Contre Nature at Beirut Art Center
22 May – 22 August
Revolving around the complex notion of ‘repair’, Contre Nature is unquestionably one of the top art exhibitions organised this summer in Lebanon. The exhibition features Algerian artist Kader Attia’s search for ‘what binds and separates nature and culture in different spaces and at different times’, a quest expressed in various forms and media, from sculptures and videos to slides photography and collage. One of the main creations of this unconventional exhibition is the video installation Mimesis as Resistance, featuring the special ability of the lyrebird to imitate surrounding sounds, including the noises of deforestation.
Syria’s Apex Generation at Ayyam Gallery
9 June – 2 August
Organised both in Beirut and Dubai, Syria’s Apex Generation is a group exhibition exploring how contemporary artists Nihad Al Turk, Abdul Karim Majdal Al-Beik, Othman Moussa, Mohannad Orabi, and Kais Salman are ‘responding to the current conflict in Syria through multifaceted works’. This very talented group of young Syrian painters came together during an incubator programme in 2007, an event that marked their creative path until the present time. Their current Beirut exhibition features ‘rich histories of expressionism, symbolism, and abstraction’ as part of these artists’ way of conveying the troubled social realities of their native land through art.
A Museum of Immortality at Ashkal Alwan
11 June – 18 July
Part of the third edition of the Home Workspace Programme, led by professors Jalal Toufic and Anton Vidokle, this exhibition brings to Beirut the projects of over 50 artists from various mediums, including film and architecture. A Museum of Immortality finds its conceptual point of departure under the guidance of historian Boris Groys, who attempts to recreate a museum as ‘a machine for making things immortal’, a perspective envisaged by Russian philosopher Nikolai Fedorov in the late 19th century.
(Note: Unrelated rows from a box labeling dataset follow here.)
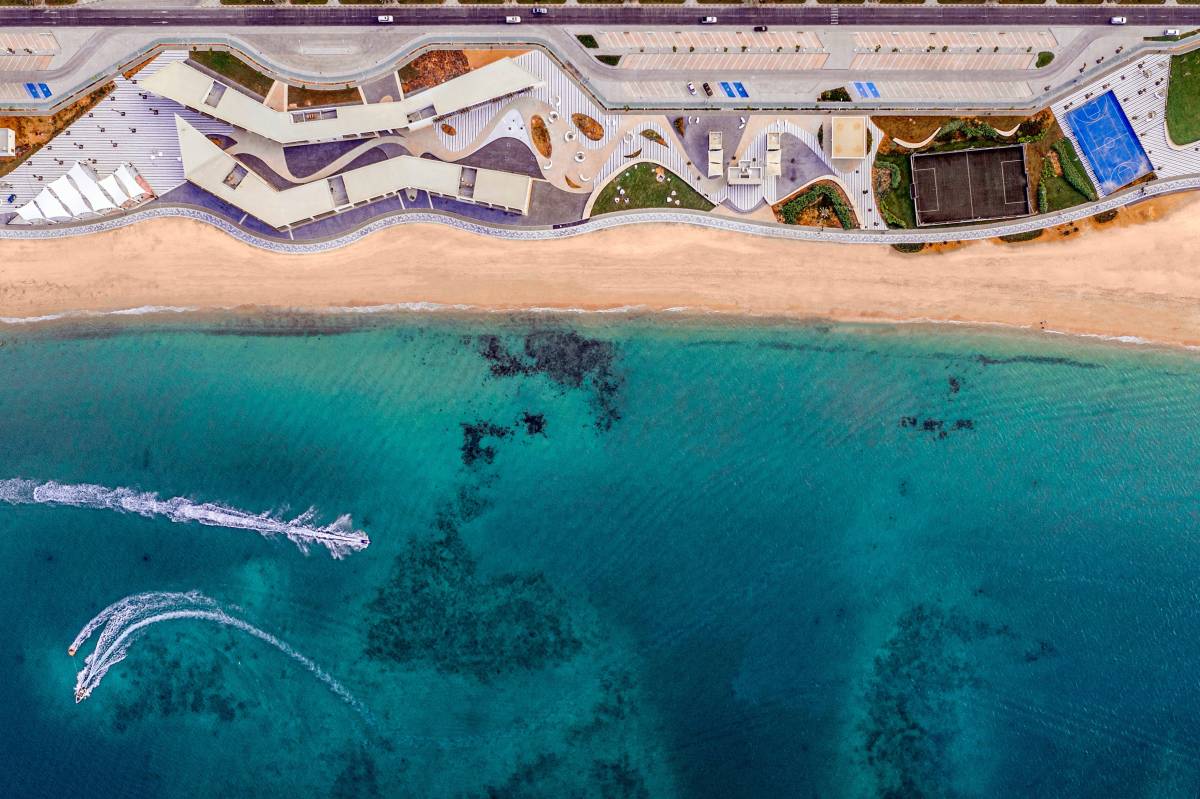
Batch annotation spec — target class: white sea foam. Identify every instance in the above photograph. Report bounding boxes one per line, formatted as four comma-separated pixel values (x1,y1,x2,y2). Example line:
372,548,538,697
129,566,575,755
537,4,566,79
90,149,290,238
0,479,371,558
0,305,199,325
67,591,371,721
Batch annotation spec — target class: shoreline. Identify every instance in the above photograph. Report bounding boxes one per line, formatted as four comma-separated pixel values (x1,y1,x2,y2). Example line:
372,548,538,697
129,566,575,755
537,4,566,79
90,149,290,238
0,194,1200,348
0,302,1200,352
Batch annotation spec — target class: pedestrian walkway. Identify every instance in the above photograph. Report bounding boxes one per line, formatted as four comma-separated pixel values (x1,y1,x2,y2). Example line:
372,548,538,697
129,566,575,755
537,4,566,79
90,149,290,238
0,52,232,208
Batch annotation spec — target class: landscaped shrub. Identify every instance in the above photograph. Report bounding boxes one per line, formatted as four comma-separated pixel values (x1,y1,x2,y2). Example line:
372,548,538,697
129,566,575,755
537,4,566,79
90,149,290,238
875,160,904,190
779,184,854,230
937,119,1004,142
1000,228,1045,242
1016,118,1049,144
1052,138,1096,200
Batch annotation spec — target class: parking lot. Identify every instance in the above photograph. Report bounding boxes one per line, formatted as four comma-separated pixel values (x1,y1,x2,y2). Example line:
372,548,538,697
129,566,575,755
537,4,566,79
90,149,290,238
0,32,59,72
849,53,1038,72
596,30,824,53
617,53,829,72
854,30,1058,50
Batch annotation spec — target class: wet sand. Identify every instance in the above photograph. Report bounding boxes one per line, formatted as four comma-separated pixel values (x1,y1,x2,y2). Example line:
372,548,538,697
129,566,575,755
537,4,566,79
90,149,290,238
0,196,1200,346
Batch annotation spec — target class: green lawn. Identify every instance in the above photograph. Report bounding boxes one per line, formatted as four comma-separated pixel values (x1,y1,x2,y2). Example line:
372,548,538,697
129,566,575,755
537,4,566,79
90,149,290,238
875,152,917,228
1166,50,1200,144
191,50,275,97
592,163,713,216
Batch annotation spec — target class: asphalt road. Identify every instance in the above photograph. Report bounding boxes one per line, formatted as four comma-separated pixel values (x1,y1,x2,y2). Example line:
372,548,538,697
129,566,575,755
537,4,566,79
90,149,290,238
0,4,1200,29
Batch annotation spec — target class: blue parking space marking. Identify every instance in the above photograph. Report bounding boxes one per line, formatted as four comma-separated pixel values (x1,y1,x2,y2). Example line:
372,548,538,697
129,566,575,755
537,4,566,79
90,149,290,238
1067,91,1151,194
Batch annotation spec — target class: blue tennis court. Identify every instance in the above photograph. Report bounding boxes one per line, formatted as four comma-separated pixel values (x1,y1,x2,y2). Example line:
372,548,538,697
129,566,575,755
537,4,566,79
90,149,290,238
1067,91,1151,194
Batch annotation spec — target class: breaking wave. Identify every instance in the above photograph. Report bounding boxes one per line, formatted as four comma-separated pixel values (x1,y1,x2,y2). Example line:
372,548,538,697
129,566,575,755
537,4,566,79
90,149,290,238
67,591,372,722
0,479,371,558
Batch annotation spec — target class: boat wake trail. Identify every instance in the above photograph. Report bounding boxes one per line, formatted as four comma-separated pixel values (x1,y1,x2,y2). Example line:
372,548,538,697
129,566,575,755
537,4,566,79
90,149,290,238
67,591,372,723
0,479,371,558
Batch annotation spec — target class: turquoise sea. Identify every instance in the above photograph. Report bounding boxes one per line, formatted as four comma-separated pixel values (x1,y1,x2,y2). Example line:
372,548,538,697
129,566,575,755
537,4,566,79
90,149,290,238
0,313,1200,799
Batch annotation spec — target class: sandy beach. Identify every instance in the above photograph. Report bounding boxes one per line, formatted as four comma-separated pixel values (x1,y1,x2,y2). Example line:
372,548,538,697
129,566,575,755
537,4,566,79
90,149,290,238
0,196,1200,346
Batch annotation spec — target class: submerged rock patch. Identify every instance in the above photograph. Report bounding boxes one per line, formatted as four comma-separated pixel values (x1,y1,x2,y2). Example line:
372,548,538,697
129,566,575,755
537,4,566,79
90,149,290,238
476,330,623,429
860,603,1055,797
366,513,583,681
113,642,258,732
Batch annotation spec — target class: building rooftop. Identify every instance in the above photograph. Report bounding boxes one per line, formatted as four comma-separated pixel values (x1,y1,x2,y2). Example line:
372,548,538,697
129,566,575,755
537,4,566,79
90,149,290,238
142,59,541,144
829,116,866,158
175,116,533,229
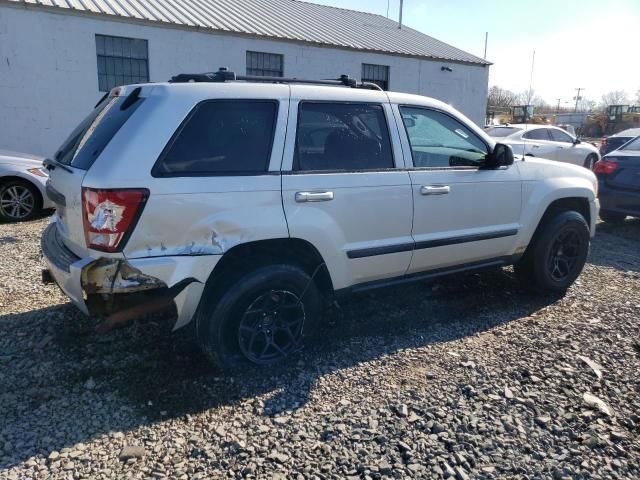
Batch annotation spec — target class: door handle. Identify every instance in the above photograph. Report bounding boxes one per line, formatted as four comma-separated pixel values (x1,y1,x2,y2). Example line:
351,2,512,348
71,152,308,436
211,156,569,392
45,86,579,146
296,192,333,203
420,185,451,195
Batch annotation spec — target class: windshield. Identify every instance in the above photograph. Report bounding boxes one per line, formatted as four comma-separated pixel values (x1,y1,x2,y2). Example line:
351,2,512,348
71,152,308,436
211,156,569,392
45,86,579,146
620,137,640,151
485,127,522,138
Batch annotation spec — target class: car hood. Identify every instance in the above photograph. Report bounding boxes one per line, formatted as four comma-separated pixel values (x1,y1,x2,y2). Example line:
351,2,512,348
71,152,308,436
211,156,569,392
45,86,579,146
0,150,44,168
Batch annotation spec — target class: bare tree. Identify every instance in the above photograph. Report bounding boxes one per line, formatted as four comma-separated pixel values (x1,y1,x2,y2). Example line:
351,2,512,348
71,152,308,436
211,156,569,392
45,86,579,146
600,90,629,108
487,85,518,107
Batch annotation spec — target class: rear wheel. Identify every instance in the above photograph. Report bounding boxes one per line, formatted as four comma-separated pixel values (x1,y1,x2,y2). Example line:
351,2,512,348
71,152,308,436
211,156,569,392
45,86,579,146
584,153,598,170
600,210,627,223
514,211,590,292
196,265,321,368
0,180,42,222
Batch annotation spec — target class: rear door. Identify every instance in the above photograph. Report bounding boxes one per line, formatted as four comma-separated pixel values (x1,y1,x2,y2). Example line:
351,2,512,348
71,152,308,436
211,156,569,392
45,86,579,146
45,87,144,256
282,85,413,289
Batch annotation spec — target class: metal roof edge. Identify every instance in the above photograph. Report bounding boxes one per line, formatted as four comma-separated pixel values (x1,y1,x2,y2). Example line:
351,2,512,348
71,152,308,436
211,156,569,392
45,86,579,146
0,0,493,67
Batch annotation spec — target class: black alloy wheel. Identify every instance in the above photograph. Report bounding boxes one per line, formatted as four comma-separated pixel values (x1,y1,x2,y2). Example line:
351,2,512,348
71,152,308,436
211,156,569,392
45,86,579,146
238,290,306,364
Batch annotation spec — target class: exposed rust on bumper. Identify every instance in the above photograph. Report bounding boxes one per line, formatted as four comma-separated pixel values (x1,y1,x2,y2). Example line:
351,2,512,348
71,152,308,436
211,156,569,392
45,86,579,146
82,258,167,295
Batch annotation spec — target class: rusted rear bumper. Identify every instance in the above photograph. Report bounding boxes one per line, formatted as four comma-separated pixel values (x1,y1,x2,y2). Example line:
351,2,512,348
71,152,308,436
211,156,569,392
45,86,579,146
41,223,219,331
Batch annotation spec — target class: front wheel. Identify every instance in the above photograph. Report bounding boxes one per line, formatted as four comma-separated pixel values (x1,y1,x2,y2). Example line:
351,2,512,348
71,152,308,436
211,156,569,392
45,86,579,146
0,180,42,222
196,265,321,368
515,211,590,293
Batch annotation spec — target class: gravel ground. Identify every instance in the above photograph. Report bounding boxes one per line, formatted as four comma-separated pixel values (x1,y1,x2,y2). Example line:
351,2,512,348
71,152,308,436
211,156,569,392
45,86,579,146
0,219,640,480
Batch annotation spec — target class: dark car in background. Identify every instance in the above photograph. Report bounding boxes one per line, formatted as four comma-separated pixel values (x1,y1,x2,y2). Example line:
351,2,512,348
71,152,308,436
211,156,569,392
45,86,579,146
600,128,640,156
593,136,640,222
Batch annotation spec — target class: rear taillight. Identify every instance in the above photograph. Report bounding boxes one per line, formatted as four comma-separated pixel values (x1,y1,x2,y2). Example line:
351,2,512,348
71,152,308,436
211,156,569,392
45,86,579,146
593,160,618,175
82,188,149,252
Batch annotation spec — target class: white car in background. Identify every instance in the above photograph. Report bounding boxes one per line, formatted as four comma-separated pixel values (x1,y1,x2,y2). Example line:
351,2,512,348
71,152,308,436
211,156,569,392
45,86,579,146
485,124,600,170
0,150,54,222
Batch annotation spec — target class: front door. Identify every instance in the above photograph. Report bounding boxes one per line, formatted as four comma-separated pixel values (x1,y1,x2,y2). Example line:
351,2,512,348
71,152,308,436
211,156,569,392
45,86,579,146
282,85,413,289
395,106,522,273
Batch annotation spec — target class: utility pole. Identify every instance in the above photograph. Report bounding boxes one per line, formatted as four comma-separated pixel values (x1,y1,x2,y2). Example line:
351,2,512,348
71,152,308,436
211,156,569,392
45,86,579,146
482,32,489,60
527,50,536,105
573,87,586,113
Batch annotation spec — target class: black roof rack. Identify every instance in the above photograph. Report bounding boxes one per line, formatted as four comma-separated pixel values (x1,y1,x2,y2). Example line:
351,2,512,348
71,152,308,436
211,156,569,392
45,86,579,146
169,67,382,91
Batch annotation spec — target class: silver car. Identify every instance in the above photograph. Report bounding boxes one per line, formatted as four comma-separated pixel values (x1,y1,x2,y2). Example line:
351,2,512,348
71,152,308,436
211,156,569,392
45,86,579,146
0,150,54,222
485,124,600,170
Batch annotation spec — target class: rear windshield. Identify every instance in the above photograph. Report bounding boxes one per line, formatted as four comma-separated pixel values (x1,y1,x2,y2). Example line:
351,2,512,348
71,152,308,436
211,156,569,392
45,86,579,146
485,127,520,138
620,137,640,151
54,93,143,170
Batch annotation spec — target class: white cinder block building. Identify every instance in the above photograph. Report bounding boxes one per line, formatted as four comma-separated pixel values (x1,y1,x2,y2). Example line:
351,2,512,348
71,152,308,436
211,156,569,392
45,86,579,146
0,0,489,155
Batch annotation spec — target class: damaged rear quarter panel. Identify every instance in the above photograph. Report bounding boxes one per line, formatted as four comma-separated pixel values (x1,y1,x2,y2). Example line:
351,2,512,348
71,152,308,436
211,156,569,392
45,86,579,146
124,175,289,259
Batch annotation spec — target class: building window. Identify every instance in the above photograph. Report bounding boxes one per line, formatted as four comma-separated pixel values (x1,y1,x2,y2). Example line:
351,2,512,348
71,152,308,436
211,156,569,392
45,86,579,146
362,63,389,90
96,35,149,92
247,51,284,77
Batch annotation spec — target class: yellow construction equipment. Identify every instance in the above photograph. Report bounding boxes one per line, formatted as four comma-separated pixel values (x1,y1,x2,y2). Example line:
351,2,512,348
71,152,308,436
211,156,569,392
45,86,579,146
583,105,640,137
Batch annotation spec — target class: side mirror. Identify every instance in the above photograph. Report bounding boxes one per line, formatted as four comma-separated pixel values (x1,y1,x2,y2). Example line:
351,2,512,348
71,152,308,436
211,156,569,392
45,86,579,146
485,143,513,168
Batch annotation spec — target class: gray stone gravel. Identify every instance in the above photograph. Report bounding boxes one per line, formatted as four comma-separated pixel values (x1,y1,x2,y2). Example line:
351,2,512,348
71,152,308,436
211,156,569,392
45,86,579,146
0,219,640,480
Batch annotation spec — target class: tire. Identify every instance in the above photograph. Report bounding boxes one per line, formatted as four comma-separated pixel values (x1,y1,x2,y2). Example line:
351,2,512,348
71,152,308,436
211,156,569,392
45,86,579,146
600,210,627,224
195,265,321,369
0,180,42,222
584,153,598,170
514,211,590,293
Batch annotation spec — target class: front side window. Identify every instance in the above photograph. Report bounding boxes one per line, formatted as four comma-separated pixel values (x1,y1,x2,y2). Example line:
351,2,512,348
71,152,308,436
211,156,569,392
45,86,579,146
400,107,489,168
96,35,149,92
362,63,389,90
294,102,393,171
549,128,573,143
152,100,278,177
522,128,551,141
247,51,284,77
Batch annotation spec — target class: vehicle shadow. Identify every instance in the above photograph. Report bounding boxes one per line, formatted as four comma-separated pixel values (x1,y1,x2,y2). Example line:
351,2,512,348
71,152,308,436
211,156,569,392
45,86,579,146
0,269,557,469
589,217,640,272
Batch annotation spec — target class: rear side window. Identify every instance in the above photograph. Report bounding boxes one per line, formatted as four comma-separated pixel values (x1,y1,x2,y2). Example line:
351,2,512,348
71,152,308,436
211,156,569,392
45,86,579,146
293,102,393,171
522,128,551,140
485,127,520,138
152,100,278,177
54,91,144,170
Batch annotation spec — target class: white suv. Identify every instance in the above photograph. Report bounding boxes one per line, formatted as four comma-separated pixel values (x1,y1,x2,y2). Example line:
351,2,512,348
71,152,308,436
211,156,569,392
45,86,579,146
42,72,598,366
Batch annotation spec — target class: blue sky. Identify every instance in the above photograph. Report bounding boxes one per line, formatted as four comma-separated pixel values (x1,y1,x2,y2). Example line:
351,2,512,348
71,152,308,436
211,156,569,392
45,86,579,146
311,0,640,104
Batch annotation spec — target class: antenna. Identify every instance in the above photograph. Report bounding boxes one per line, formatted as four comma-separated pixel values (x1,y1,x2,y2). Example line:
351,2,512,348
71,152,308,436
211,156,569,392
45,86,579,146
573,87,586,113
527,50,536,105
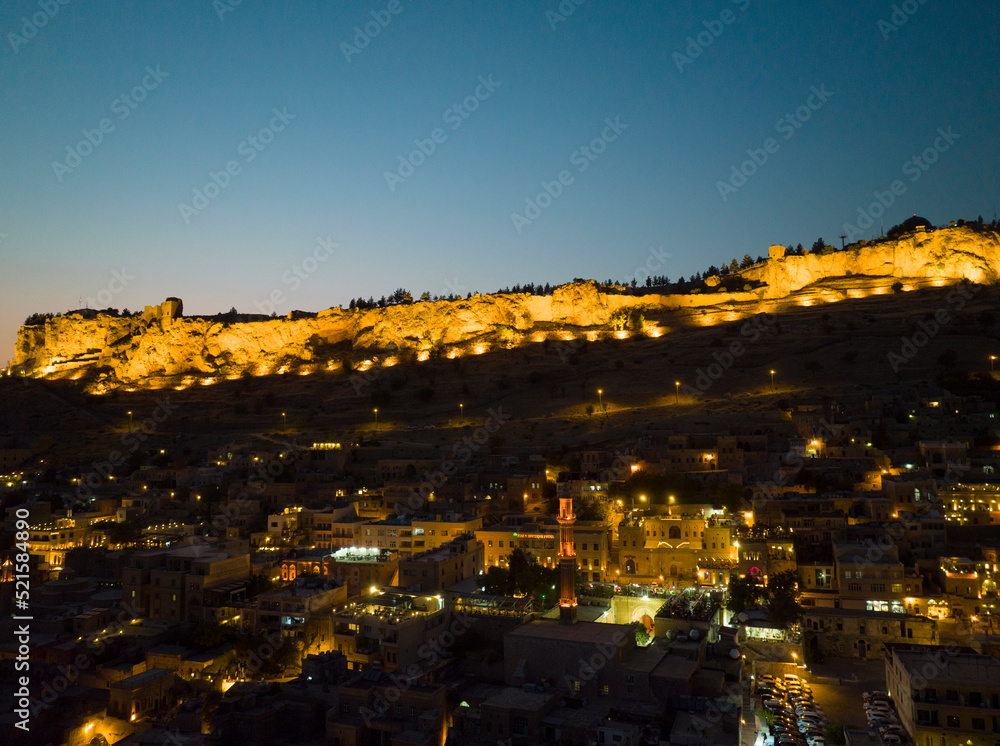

I Am the Two Moons at Art Factum Gallery
25 June – 26 July
Art Factum Gallery brings to Lebanon the exhibition I Am the Two Moons of Italian artist Claudia Scarsella envisaged by the creator itself as ‘a romantic encounter between myself and the Middle East; I’m absorbing, filtering, sewing what I see in an interior panorama of precise composition and geometry. It’s the map of an immobile butterfly’. The artist expresses this very particular vision through traditional and digital collages created from her own drawings and photos, all creating a well-defined patterns, aspiring to create distinct worlds through art.
Bridge to Palestine at Beirut Exhibition Center
26 June – 3 August
Envisaged as a ‘cultural dialogue between generations of artists and geographical locations: the East and West, Ramallah, Gaza and Jerusalem’, Bridge to Palestine is an unmissable event for anyone with an interest in the Middle-East’s past decades of troubled history. The exhibition brings to surface the vision of 18 artists on one of the most acute geopolitical issues in the region. Their perspectives are expressed through sculptures, new media, photography, installations and paintings, contemplating the ‘bittersweet taste of longing for something forbidden’.
Beirut Art Fair
18 – 21 September
Early autumn Beirut becomes a top location for art lovers as Lebanon’s capital hosts the Beirut Art Fair, a major event during which visitors have the chance of seeing great exhibitions from around the world. Enjoying the participation of 45 galleries from 14 countries and an audience of over 18,000 visitors in 2013, this art fair became ‘a lever of the artistic life in Lebanon’ bringing to the public a multitude of must-see exhibitions featuring art in all its shapes from paintings, sculptures, installations, to video or photography.
Art from Lebanon at Beirut Exhibition Center
25 October – 9 December
Conceived as story of heritage, Art from Lebanon ‘narrates the story of modern and contemporary art in Lebanon and presents to the public the marvels of this country’. A major event on Lebanon’s cultural agenda for 2014, this exhibition offers visitors an unparalleled occasion to discover the creations of the most important 60 Lebanese artists from 1880 to 1975. Moreover, this rich art collection provides unique insights not only into ‘Lebanon’s many political, social, and cultural vicissitudes, but also the constructive changes and evolutions, that marked and shaped the country as we know it today’.